Showing posts with label Frank Herbert. Show all posts
Showing posts with label Frank Herbert. Show all posts

Sunday, April 10, 2011

THINK BELIEVE KNOW

I didn't have a bad day. I was fairly productive, finally tackling the monumental task of organizing all of the mix cds, mine and those I have acquired. These boxes have been sitting in my living room for two years. There's one less box of stuff sitting around. And I continued with the spring cleaning and took my walk to the post office, even though it was already dark. So, I am trying, right?

I still kind of lost and unmotivated. Writing this daily entry has suddenly become difficult again. If I am not particularly thinking or feeling anything, I must be numb. Musn't I? My back has hurt for a few days, so I am not thoroughly without feeling. 

I did some reading today. That Patti Smith book, Just Kids, is really quite a bit better than I expected. Thanks, Stuart and Lili!! I perused a rather strange writing book, Ensouling Language: On the Art of Nonfiction and The Writer's Life. The tone is a bit superior and dictatorial. Buhner is a bit of a know-it-all for a kind of nobody. He quotes Robert Bly A LOT. That should tell you something. (Grain of salt time?) But there are some good bits and I will keep nibbling at the tome until I have to return it to the library.

I leave you with two good quotes included in the book (and there seem to be a few).

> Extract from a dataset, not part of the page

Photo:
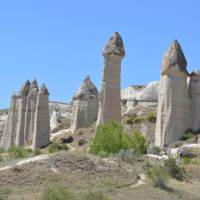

A poet is somebody who feels, and who expresses feelings through words. This may sound easy. It isn't. A lot of people think or believe or know they feel—but that's thinking or believing or knowing; not feeling. And poetry is feeling—not knowing or believing or thinking. Almost anybody can learn to think or believe or know, but not a single human can be taught to feel. Why? Because whenever you think or you believe or you know, you're a lot of other people, but the moment you feel, you're nobody but yourself.
— e.e. cummings

Sounds accurate to me.

Beginnings are such delicate times.
— Frank Herbert

I feel as if I am beginning many things again: 
  • living in my apartment (getting all the way unpacked will be some kind of beginning, even if I have been here for two years);
  • letting go of a lover (ready to begin new relationships);
  • finding a new career (speaks for itself);
  • getting to bed (beginning to get sleepy - it is after 1:31 a.m.).